A group of Galiano Island landowners is taking the community’s local trust committee to court to overturn a bylaw that they claim wrongfully restricts residential buildings on privately managed forest land.

The Galiano Forest Lot Owners Association and members Preston Family Forest Ltd., Winstanley Forest Ltd., Boscher Construction Ltd., and Olaf Knezevic filed a petition in B.C. Supreme Court on Jan. 15.

It names the Galiano Island Local Trust Committee as a respondent.

The owners’ association, according to the petition, has about 50 members and was formed to “advocate for residential dwelling rights” on privately managed forest land.

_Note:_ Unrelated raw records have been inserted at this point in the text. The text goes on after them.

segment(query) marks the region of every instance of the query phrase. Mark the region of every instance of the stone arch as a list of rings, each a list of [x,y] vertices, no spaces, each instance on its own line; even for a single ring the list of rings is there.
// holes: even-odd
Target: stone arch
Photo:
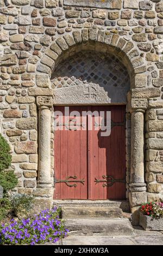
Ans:
[[[117,34],[97,29],[83,29],[73,31],[58,38],[48,48],[40,60],[37,71],[53,74],[59,63],[76,53],[91,50],[114,55],[126,66],[130,79],[131,88],[139,86],[140,76],[143,76],[147,83],[147,76],[140,75],[143,70],[145,60],[140,57],[139,50],[131,41],[127,41]]]

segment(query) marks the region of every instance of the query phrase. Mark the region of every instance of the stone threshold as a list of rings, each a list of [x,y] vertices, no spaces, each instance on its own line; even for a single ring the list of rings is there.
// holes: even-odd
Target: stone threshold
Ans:
[[[120,208],[129,212],[129,204],[127,200],[53,200],[53,204],[61,207],[100,207]]]

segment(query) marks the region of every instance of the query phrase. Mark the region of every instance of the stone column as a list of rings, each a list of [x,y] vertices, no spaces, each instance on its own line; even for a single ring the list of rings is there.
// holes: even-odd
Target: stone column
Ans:
[[[52,97],[37,96],[39,108],[39,170],[37,188],[52,187],[51,177],[51,124]]]
[[[133,224],[139,224],[140,205],[146,202],[145,183],[144,113],[147,107],[146,99],[131,100],[131,170],[129,203],[133,214]]]
[[[130,191],[145,191],[144,113],[147,100],[131,100]]]

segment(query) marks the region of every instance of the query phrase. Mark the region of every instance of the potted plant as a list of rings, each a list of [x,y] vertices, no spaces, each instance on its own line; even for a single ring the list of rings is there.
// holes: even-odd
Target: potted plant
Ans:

The petitioners claim a land-use bylaw adopted by the island’s trust committee in 1999 unlawfully restricts residential buildings, allowing for only “a single non-residential unenclosed building or structure with a floor area not exceeding 93 square meters.”

“The Trust Committee has consistently directed the Capital Regional District to reject building permit application for residential dwellings on F1-zoned managed forest reserve lands,” the petition states.

Private managed forest land is subject to lower property taxes under the Assessment Act, but owners must commit to manage the lands and “set out long-term forest management objectives regarding the growing and harvesting of trees, reforestation, fire protection, soil conservation, water quality and fish and wildlife habitat.”

The petitioners claim the bylaw is “repugnant” to provincial policy governing forest land reserve properties because the Forest Land Reserve Act (FLRA) “expressly permitted the construction of a single-family dwelling on forest reserve land, recognizing that a dwelling was essential to carrying out ongoing forest management activities.”

“The FLRA therefore demonstrated a clear intention on the part of the provincial legislature to permit small foresters to live on their land and to be assessed lower taxes and an inducement for managing their forest reserve lands,” the petition states.

The petition’s factual basis has not been tested in court.

The Galiano Island Local Trust Committee has yet to file a response.